Malgré la défaite de son camp aux législatives, le despote Macron impose ainsi sa volonté de façon totalement bonapartiste et antidémocratique. Une position totalitaire qu’il pousse jusqu’à s’immiscer dans le programme du futur gouvernement, en exigeant que celui-ci «devra se construire autour de quelques grands principes pour le pays, de valeurs républicaines claires et partagées, d’un projet pragmatique et lisible et prendre en compte les préoccupations que vous avez exprimées au moment des élections».
Ce veto présidentiel vise non seulement à entraver la formation d’un gouvernement NFP, réclamé par la gauche, mais également à maintenir au pouvoir le gouvernement actuel jusqu’à l’émergence d’une coalition issue de la macronie, de la droite (LR), du parti socialiste et de EELV (les Verts).
Pour ce faire, rencontres secrètes, tractations s’enchaînent en coulisses. Les ténors du camp présidentiel assurent être en capacité à gouverner et affichent leur refus d’abandonner le pouvoir. En tout cas, le camp macroniste ne veut pas lâcher le pouvoir. Il «joue l’entravisme» pour priver le NFP de former un gouvernement.
L’ancienne présidente de l’Assemblée nationale, Yaël Braun-Pivet, a déclaré cette semaine : «Avec les centristes, l’UDI et Les Républicains, nous sommes capables de représenter une autre force politique alternative.» De son côté, Sylvain Maillard, chef du groupe Renaissance à l’Assemblée lors de la précédente législature, a proposé «une alliance, qui nous permette, sur des items et des projets très clairement identifiés, de pouvoir gouverner le pays dans les trois prochaines années».
Une chose est certaine, les macronistes, en particulier l’aile droite, ont affiché leur volonté d’entraver, notamment par le vote d’une motion de censure, la formation de tout gouvernement comprenant un ministre de la LFI ou reprenant le programme du NFP. Autant de manœuvres antidémocratiques de la macronie pour éviter de rendre le pouvoir.
En attendant, par ces manœuvres, Macron, en jouant la montre, escompte exacerber les divisions apparues au sein de la NFP, grâce notamment à la campagne médiatico-politique de diabolisation de LFI. Une diabolisation qui s’étend également à EELV.
Cela étant dit, on savait que la France glisse, économiquement, vers la tiers-mondisation, on découvre qu’elle emprunte, politiquement, dorénavant les sentiers de la République bananière.
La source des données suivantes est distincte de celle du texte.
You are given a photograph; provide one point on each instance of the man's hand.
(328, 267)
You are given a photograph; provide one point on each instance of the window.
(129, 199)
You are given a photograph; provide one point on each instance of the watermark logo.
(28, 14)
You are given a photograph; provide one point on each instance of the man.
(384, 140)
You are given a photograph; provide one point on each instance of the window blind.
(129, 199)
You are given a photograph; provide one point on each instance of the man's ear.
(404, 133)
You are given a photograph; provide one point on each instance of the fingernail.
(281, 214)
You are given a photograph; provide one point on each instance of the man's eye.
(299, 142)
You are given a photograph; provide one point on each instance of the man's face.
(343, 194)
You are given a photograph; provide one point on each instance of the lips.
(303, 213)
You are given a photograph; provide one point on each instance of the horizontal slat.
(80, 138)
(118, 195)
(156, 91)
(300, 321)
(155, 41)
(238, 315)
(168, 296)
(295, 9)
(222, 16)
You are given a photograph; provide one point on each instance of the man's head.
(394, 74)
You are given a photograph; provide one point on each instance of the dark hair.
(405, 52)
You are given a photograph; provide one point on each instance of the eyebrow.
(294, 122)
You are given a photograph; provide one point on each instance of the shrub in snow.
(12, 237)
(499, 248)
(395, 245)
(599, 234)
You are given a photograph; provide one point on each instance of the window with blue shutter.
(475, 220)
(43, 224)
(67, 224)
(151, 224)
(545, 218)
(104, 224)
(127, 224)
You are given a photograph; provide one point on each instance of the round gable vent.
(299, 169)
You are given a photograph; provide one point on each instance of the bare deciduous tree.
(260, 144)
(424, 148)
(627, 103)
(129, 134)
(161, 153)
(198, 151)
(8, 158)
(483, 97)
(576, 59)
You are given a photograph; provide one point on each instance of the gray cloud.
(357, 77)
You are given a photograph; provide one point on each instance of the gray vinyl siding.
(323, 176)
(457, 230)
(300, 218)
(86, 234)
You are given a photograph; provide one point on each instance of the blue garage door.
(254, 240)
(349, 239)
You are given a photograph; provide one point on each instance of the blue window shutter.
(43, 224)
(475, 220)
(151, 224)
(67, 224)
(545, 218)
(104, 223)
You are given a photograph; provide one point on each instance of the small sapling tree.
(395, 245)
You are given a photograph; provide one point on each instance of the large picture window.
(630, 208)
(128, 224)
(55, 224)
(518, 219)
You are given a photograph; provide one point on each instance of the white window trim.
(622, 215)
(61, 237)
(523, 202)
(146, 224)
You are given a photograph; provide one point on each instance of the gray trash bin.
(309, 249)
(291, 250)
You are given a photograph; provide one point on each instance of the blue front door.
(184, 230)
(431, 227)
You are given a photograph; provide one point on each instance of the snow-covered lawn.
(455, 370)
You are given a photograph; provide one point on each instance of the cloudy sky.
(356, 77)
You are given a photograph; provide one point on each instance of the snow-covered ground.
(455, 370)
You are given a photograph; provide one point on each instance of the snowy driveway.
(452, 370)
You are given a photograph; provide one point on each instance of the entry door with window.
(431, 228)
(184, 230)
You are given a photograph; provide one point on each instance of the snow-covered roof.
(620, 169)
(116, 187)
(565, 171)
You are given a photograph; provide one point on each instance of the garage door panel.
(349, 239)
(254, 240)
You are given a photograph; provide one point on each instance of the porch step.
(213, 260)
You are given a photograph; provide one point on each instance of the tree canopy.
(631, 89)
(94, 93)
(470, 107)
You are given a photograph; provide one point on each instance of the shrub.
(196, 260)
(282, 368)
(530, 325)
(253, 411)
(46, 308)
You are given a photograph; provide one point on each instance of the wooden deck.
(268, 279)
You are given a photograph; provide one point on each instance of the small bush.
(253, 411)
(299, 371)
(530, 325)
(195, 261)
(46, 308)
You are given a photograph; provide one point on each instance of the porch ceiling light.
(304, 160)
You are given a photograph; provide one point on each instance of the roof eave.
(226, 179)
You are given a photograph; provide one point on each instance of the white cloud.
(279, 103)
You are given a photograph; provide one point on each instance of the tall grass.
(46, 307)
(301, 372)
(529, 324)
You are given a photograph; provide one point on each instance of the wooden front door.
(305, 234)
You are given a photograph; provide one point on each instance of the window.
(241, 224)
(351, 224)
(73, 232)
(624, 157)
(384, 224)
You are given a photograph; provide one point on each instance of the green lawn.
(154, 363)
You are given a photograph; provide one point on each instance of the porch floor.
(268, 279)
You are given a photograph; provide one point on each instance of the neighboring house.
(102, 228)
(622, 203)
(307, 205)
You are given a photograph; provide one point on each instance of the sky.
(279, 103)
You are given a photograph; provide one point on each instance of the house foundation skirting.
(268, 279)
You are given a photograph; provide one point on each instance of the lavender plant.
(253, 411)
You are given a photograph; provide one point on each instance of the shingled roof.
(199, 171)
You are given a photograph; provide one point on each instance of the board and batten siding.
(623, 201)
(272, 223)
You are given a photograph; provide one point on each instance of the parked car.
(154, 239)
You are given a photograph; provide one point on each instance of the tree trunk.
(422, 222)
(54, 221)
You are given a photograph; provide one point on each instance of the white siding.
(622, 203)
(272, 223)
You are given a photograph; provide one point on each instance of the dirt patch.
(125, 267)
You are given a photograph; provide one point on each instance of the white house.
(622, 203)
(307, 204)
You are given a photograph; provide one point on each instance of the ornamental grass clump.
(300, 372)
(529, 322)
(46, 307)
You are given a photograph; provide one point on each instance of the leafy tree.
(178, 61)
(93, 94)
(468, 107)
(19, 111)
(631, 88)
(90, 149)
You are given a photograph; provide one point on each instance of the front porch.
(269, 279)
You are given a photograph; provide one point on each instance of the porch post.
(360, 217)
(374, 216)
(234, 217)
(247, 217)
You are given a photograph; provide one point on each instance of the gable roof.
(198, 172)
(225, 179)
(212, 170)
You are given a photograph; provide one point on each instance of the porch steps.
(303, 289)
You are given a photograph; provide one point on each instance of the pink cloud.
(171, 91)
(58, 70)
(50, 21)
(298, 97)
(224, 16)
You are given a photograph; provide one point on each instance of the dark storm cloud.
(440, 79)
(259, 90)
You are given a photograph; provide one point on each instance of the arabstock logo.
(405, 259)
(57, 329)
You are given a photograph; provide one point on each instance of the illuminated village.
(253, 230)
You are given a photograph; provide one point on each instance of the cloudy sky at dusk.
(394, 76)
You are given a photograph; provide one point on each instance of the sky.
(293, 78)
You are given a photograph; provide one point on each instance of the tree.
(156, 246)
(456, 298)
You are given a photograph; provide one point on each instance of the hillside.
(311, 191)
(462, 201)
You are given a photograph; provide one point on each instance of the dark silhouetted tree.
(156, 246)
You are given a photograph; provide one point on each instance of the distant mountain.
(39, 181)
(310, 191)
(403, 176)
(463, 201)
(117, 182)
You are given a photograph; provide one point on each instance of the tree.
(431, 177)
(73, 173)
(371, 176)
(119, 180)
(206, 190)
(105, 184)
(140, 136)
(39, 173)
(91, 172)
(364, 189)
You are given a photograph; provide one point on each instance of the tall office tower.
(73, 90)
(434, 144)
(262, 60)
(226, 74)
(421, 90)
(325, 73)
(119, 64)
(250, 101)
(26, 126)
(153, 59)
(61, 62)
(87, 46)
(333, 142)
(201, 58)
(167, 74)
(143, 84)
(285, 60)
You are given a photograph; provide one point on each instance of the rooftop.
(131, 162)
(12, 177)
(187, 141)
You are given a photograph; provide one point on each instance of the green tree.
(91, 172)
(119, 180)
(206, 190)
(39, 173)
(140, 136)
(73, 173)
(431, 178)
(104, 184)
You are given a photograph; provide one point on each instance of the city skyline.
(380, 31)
La macronie, au pouvoir depuis sept ans, ne veut ni reconnaître sa défaite électorale aux dernières élections législatives ni accepter de céder la gouvernance au Nouveau Front Populaire.
La passation normale et pacifique du pouvoir est censée être une caractéristique déterminante de la démocratie bourgeoise. Or, avec l’entravisme de Macron, tout porte à croire que la France s’achemine vers un putsch présidentiel perpétré par la macronie.
Pour information, tous les correspondants des médias européens, invités sur les plateaux télés des chaînes audiovisuelles françaises, ont dénoncé l’obstruction de Macron. L’obstination de la macronie à ne pas reconnaître sa défaite. Pour ces journalistes, dans tous les pays occidentaux dits démocratiques, c’est au parti arrivé en tête d’une élection qu’échoit la prééminence de former un gouvernement composé de ministres issus de ses rangs.
Apparemment, tel n’est plus le cas de la France qui a basculé de la démocratie vers le bonapartisme, le totalitarisme.